N°133 – Ombre : « Je me demande si tu ne manœuvres pas dans l’ombre pour manipuler Lola. » (Nina s’adressant à Vera)
 

N°134 – Orphelins : Dans la pièce, Lola, une des héroïnes lesbiennes, est fille de divorcés. Quant à Nina, son amante, elle n’a pas été désirée par sa mère qui aurait voulu avorter. Et son père a mis du temps à l’adopter : « Ma mère ne m’a jamais aimée. La preuve : elle ne voulait pas me garder. Et mon père… j’avais un an quand il m’a reconnue. »
 

N°135 – Oubli et Amnésie (Trou noir) : « Je ne suis rien. Je suis une absence. Une lacune. Un trou noir. » (Nina)
 

N°136 – Parodie de mômes : « Lola, viens ici. Je ne t’autorise pas à faire ce genre de caprice. » (Vera s’adressant à son amante Lola en la grondant) ; « Ça va ! Je suis pas ta mère ! » (Lola s’adressant à son amante Nina, idem) ; « Tu ne sais jamais rien. J’en ai assez de te materner, Nina. » (idem) ; « Tu es une petite fille dans ta tête. » (Vera s’adressant à Nina, idem) ; « Oui, c’est confortable de stagner dans l’enfance. » (Lola parlant de Nina à Vera) ; etc.
 

N°137 – Parricide la bonne soupe : « Mon père… j’avais un an quand il m’a reconnue. » (Nina)
 

N°153 – Quatuor : avec le quatuor machiavélique Vera/Pierre-André/Nina/Lola.
 

N°159 – Se prendre pour Dieu : « Tu avais le pied émouvant. » (Vera s’adressant à son amante Lola)
 

N°164 – Substitut d’identité : « Oui, vous n’êtes pas à ma place. » (Vera s’adressant à Nina)
 

N°174 – Trio : Dans la pièce, Lola trompe sa copine Vera d’un commun accord avec Nina.
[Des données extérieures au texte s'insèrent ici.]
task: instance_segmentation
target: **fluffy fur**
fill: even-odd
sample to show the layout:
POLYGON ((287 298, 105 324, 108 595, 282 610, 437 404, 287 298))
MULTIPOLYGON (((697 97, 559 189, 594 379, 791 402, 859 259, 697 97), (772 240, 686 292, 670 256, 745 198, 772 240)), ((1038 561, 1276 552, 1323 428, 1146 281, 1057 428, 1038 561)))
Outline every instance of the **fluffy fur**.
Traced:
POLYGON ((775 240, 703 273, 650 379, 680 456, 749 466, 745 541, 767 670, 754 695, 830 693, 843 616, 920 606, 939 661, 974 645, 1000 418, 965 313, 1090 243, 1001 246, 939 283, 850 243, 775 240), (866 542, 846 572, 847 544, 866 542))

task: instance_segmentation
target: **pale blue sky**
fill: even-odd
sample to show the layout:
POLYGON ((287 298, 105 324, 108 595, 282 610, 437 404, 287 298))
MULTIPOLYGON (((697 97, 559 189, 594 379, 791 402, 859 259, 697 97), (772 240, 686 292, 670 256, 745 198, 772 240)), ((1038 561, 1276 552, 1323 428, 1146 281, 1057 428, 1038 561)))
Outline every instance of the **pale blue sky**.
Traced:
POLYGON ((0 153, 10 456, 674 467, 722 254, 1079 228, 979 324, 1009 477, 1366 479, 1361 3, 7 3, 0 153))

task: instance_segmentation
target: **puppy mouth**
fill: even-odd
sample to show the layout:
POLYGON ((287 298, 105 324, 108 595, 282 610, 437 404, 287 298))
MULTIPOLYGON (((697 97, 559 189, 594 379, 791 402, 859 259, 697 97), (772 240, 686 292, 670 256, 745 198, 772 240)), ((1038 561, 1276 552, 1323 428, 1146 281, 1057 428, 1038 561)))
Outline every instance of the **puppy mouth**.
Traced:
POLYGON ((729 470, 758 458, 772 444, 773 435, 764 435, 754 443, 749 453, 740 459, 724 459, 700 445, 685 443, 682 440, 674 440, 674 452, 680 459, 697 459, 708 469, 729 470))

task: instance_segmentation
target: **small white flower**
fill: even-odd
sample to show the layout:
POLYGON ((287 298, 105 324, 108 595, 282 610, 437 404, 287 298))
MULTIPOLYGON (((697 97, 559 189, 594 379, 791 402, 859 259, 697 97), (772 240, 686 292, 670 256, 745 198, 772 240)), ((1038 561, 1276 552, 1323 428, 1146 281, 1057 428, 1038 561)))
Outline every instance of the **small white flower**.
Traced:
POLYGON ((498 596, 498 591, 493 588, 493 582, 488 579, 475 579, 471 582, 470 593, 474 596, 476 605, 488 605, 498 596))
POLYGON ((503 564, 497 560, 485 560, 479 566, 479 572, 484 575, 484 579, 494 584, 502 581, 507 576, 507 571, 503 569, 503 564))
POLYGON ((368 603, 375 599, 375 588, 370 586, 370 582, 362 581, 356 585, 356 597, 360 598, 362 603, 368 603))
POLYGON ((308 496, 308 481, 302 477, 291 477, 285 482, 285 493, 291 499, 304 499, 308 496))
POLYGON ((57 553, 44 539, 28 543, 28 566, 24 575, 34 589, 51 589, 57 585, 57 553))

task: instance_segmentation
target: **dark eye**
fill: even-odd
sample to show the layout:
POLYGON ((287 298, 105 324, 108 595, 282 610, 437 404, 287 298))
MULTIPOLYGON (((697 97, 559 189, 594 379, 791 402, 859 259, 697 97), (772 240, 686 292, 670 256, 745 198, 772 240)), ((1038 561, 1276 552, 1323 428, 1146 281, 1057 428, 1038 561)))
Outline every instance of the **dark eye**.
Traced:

Un trio diabolique s’organise autour des calculs machiavéliques de Vera… et pour faire tomber Nina : « Nina, tu es une fantaisie que j’accorde à Lola. » (Vera s’adressant à sa rivale Nina)
 

N°175 – « Un Petit Poisson Un Petit Oiseau » : Le haut et le bas correspondent parfois symboliquement à l’hétérosexualité et à l’homosexualité : « Tu ne peux pas être partout : en l’air avec le dentiste, sur terre avec Lola. » (Vera s’adressant à son amante Nina)
 

N°183 – Voyage : Dans la pièce, les « déplacements à l’étranger » de Lola étaient en réalité des bobards pour masquer ses infidélités « extraconjugales » à Vera.